If you didn't see anything about Iraq or the price of gas in there, well, you didn't. The administration apparently hopes that happy talk from happy talking heads who are happy about tax cuts will make Americans forget that they're paying three bucks a gallon at the pump. As for Iraq? It's there only by implication. In a sign that the bubble may be a whole lot thicker than we thought, Time says Bush's advisors think Bush can recapture the national security credibility he lost in Iraq by turning up the pressure on Iran.
Out here in the reality-based world, we think that the opposite is true: Every time we hear the Bush administration warn about the threat Iran poses, we remember the similar threats the Bush administration made about Iraq. But the Bolten plan isn't about us; it's about the base, the third of the country that still approves of the way the president is handling Iraq, the people who still believe -- every new revelation notwithstanding -- that Bush told the truth then and can be trusted to tell it again now.

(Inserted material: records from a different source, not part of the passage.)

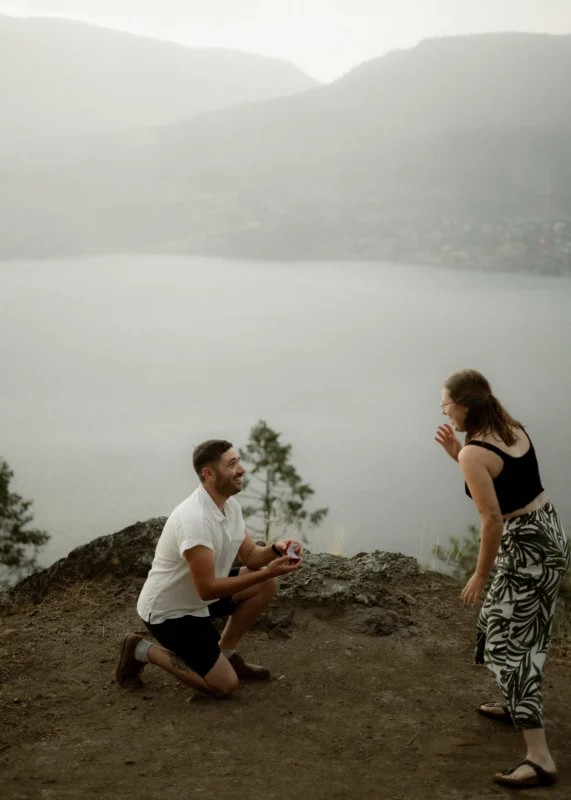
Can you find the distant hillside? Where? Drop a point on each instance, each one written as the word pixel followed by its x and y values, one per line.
pixel 457 152
pixel 63 77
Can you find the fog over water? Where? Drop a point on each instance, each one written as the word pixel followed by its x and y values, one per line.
pixel 113 368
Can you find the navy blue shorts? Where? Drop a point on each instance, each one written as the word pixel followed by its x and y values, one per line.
pixel 195 639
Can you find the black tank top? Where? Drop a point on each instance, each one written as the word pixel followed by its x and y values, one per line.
pixel 518 483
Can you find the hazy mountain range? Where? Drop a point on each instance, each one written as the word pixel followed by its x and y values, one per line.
pixel 418 149
pixel 63 77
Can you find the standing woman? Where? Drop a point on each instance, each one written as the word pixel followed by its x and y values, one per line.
pixel 520 526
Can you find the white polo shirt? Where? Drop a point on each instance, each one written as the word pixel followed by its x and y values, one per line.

Responding to the news that Bolten was considering Fox's Tony Snow as a possible replacement for Scott McClellan -- according to Time, Snow has, in fact, been offered the job -- MSNBC's Keith Olbermann suggested the other day that the White House might have resigned itself to appealing only to those who view Fox News as some sort of oracle of truth. If Bolten's five-point plan is any indication, it looks like he was right.